The point of the "magic" toolbar is to help desktop users finally leverage the
useful things you can do with contextually aware keys/controls, which is more
in line with how humans approach things, and a massively under-recognized part
of the reason that iPads are so much easier for non-computer people to use
than PCs or desktops.

See that 'cancel' button in the screenshot? That will _be_ the escape key,
under basically all circumstances that you would want an escape key. Here it
says "cancel" which is more descriptive and is exactly in line with the
language used on all the buttons and dialogues the user will see on the
screen. "Cancel" is what it actually does. "Esc" isn't.

Especially if the user is currently in a terminal, or VIM, I would expect the
key to show the 'Esc' label and continue as normal. Under bootcamp, or under
older macOS applications that don't attempt to interact with the Magic Toolbar
API, I would also expect that area to show the 'Esc' key.
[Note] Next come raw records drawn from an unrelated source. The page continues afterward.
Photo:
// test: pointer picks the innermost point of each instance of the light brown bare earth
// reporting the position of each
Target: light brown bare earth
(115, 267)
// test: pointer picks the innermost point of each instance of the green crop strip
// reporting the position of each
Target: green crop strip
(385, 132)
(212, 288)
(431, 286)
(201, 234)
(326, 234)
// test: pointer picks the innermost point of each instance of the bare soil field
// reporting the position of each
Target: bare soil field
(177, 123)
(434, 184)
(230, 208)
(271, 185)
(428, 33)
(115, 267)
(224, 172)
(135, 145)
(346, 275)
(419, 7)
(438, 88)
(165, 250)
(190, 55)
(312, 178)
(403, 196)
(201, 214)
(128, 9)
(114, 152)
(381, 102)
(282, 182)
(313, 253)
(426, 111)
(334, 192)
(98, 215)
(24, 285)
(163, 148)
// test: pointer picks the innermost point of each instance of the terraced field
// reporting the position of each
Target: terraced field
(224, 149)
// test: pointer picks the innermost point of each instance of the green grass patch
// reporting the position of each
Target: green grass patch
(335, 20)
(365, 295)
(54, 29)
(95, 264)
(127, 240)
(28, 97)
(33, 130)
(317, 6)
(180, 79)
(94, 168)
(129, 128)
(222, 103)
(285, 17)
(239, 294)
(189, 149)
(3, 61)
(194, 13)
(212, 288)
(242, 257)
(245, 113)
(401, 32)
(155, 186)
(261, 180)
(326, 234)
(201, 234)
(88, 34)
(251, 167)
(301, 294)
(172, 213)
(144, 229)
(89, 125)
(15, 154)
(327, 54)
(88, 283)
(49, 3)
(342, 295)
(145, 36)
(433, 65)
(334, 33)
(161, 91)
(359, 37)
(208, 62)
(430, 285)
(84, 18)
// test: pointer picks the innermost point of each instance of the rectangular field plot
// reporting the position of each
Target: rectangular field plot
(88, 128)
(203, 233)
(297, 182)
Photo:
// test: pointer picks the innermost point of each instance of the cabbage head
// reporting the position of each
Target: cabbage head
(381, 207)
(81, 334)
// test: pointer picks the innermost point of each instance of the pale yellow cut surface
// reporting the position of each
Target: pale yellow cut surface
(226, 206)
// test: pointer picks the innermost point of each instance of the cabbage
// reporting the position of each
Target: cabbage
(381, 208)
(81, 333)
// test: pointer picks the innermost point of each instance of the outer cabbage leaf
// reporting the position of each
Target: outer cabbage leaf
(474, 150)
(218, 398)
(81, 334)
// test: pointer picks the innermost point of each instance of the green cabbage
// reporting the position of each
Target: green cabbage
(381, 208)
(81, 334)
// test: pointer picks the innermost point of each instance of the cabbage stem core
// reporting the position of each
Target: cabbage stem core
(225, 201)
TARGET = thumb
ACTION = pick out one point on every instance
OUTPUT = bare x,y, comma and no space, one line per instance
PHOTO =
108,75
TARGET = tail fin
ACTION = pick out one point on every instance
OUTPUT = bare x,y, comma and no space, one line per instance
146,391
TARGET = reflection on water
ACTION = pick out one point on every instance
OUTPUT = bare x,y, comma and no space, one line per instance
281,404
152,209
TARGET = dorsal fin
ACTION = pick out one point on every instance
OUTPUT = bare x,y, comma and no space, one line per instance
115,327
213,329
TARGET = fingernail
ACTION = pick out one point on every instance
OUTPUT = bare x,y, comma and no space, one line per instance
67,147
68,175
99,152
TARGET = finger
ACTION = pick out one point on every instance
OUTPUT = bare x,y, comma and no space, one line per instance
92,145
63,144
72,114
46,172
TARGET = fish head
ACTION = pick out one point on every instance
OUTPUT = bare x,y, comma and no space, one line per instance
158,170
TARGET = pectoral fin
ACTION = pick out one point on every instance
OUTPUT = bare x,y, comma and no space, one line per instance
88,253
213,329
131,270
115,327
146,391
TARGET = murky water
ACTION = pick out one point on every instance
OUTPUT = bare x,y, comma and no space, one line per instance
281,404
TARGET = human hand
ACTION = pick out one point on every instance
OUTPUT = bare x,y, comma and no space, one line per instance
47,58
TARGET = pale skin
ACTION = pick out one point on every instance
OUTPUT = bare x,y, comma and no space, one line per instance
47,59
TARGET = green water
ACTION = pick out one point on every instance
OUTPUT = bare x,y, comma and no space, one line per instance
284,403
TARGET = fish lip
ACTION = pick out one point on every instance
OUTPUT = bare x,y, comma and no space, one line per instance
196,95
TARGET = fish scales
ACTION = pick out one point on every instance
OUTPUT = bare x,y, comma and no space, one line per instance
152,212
I'm looking down while typing this on a Microsoft keyboard and I see 5 giant
"My favourites" buttons and some weird "star" button, and a calculator button,
all of which I have never used, and which sit above the mouldering function
row which again is used fairly infrequently by me, and basically never by my
family members. That is not how to design an interface.

------
ComputerGuru
I just gave up on Apple ever shipping you are MacBooks and received my custom
order HP two days before they announced the October 27th event. My (magnesium
unibody) ZBook is as slim as my retina MBP, has a higher-PPI display, also
comes with a glass trackpad, has user-replaceable battery, 2x M.2 PCIe SSDs,
and upgradeable ram. I was able to pay a bit extra and get it with a mobile
Xeon CPU (E3-1545m with Intel's top-of-the-line Iris Pro integrated GPU) which
is the equivalent of the i7 6920HQ only with more cache and better graphics,
meaning I was able to buy 32 GB of ECC RAM for only $200. It has a 4GB nVidia
Quadro and still manages to weigh less than my rMBP.

The only thing that sucks is the noise. It's quite even with the fan running
at its highest RPM, but the frequency of the resulting noise is very
distinguishable and it has a tendency to rev up and down quite suddenly (and
often). It doesn't help that there are two fans, one on each side, which turn
on and off independently - meaning you can suddenly feel like you've lost
hearing in one of your ears until you realize the noise level is imbalanced. I
don't know if Apple will introduce Xeon workstations, but even if they did,
I'm not sure I'm ready to give up my three USB 3.1 (non-C), three thunderbolt
3 (/USB-C), power, gigabit Ethernet, and 3.5mm ports in exchange for a more-
pleasant audio profile.

Did I mention I've been a faithful Mac user for over a decade?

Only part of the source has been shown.